Being self-employed or running a business does not suit everyone.
You need to have a passion for what you are doing, may have to put up with stress, loss of sleep, and lack of money. Sounds great doesn’t it?
The upside can be freedom, not having to answer to ‘the boss’, the opportunity to do something that you love, and the possibility of uncapped income.
If you are considering this for the first time, it is better to find out whether this life is going to suit you long before either giving up a job or investing any of yourt hard earned cash. To help you decide, we have put together a collection of articles which should give you a clearer idea.
Questions to ask yourself
Are you the right type of person?
Thankfully, there are no formal qualifications required to run your own business and anyone can have a go. The truth is only the most determined and hard working survive. If you love what you are doing or can convert a hobby into a business, you stand a much better chance of success.
Many people think that the biggest reason for running a business is to make a fortune. Whilst this is certainly true for some, the majority of small business people probably earn less than their employed counterparts. Independence, creating something new, flexible hours, and personal satisfaction are far better, long lasting incentives. The desire to make money is not usually enough by itself to get you out of bed on a cold and miserable morning when not everything is going to plan.
Do you have the support of your nearest and dearest?
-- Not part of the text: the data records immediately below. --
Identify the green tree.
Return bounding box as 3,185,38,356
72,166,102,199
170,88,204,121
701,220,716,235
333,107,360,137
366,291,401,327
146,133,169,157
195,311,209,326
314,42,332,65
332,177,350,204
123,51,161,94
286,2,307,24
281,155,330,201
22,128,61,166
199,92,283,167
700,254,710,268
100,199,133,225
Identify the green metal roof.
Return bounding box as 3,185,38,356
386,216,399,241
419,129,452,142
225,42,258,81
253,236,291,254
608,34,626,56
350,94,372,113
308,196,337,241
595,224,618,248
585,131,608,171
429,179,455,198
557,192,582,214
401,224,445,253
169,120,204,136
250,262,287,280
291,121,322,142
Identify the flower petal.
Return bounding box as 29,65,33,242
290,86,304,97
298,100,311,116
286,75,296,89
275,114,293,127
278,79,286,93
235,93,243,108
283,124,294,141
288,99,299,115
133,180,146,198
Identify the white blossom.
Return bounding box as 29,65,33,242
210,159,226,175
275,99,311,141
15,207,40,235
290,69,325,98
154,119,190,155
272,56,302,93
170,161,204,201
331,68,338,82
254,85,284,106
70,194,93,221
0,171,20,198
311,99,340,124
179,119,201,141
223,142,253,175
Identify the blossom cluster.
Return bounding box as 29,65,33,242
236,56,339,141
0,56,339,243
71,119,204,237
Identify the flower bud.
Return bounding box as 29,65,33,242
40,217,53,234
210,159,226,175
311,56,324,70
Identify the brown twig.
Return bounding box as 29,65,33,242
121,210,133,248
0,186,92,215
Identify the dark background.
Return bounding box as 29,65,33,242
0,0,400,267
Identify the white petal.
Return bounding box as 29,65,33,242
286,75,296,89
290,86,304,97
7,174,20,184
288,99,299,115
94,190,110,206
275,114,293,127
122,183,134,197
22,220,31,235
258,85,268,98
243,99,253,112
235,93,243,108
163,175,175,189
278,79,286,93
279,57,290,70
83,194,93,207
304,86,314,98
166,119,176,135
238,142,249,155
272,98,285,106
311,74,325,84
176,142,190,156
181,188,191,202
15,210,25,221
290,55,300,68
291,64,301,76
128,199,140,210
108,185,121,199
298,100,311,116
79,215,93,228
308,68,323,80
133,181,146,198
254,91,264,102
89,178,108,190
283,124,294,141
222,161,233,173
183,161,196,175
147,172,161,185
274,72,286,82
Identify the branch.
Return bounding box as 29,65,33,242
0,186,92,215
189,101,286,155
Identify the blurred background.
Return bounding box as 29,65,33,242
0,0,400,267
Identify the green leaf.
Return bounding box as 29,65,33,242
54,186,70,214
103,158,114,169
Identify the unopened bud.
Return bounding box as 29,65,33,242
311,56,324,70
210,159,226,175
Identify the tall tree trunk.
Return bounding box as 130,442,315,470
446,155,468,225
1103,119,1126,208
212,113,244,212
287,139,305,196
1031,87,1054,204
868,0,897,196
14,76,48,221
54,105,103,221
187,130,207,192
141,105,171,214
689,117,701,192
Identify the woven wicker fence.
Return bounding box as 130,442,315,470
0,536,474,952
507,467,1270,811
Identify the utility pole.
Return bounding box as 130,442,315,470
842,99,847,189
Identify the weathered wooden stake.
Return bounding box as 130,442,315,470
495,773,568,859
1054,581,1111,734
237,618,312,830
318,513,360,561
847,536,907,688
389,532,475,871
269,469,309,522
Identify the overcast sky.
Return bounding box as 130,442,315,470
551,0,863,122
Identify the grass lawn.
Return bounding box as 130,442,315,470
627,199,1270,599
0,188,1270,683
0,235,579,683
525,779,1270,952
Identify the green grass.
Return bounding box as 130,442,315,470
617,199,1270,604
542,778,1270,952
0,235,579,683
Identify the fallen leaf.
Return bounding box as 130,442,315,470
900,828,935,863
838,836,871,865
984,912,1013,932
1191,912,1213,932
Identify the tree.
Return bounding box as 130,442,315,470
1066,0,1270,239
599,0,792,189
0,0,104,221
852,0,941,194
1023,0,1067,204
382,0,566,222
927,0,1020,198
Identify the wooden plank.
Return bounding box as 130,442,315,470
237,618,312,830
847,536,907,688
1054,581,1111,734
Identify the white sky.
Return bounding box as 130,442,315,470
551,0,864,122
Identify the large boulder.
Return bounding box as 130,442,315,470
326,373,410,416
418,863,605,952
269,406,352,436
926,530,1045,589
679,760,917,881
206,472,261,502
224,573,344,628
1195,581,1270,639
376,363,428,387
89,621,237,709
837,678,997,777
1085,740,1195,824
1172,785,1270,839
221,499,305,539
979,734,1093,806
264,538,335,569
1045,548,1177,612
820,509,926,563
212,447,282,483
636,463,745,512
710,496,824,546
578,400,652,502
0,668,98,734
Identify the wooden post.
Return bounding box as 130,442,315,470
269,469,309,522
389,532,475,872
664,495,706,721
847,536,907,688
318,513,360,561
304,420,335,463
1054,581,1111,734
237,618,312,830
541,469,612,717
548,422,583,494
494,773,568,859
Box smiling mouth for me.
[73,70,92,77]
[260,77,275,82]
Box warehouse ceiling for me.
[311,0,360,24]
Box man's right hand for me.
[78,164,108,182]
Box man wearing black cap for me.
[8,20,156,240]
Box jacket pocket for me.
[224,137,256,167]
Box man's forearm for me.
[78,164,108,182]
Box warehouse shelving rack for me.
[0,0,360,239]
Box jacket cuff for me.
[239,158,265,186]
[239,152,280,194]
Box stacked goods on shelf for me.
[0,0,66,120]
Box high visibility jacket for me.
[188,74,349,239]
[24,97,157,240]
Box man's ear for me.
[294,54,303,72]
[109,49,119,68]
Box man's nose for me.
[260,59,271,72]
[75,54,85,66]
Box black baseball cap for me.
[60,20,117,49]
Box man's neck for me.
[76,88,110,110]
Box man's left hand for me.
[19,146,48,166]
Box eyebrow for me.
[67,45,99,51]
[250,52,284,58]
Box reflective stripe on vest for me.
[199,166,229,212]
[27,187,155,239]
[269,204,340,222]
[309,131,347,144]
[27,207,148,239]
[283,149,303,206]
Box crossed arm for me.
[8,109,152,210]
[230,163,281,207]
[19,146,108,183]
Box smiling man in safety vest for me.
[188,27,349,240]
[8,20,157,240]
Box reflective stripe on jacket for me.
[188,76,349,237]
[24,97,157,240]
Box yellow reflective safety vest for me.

Stress and lack of money can put a strain on any household even without the added pressure of running your own business. It is best to make sure that your nearest and dearest are 100% behind you before you begin.
Although your venture may occupy your brain for much of the time, try and make sure that it is not to the exclusion of those around you. It is very easy to become a business bore (as my wife will testify).
Are your circumstances suitable?
Self-employment can provide a realistic alternative career if your circumstances make it difficult to find or hold onto a job. The flexibility and wide range of choices make it possible for anyone to set up on their own. Single parents, people with disabilities, the unemployed and ex-offenders are often able to support themselves without the need for benefits. However, it is worth pointing out that it is not a good idea to see this as a reliable method of clearing existing debt.
Worrying about paying your personal bills will distract you from the running of your business. This template will help you to identify how much you need to make each month to cover your outgoings. Use in conjunction with your cashflow forecast to ensure that your projected income/expenditure takes this into account.
As they say, "you don't know what you don't know". Starting a business is like any other career path, it makes sense to learn as much as you can and a a shortcut is to seek the advice of an experienced business adviser and/or mentor. Not only will they have the knowledge and experience to guide you, they are perfectly placed to give an impartial view. It has been proven time and time again that the help of the right advisor can dramatically increase your chances of success.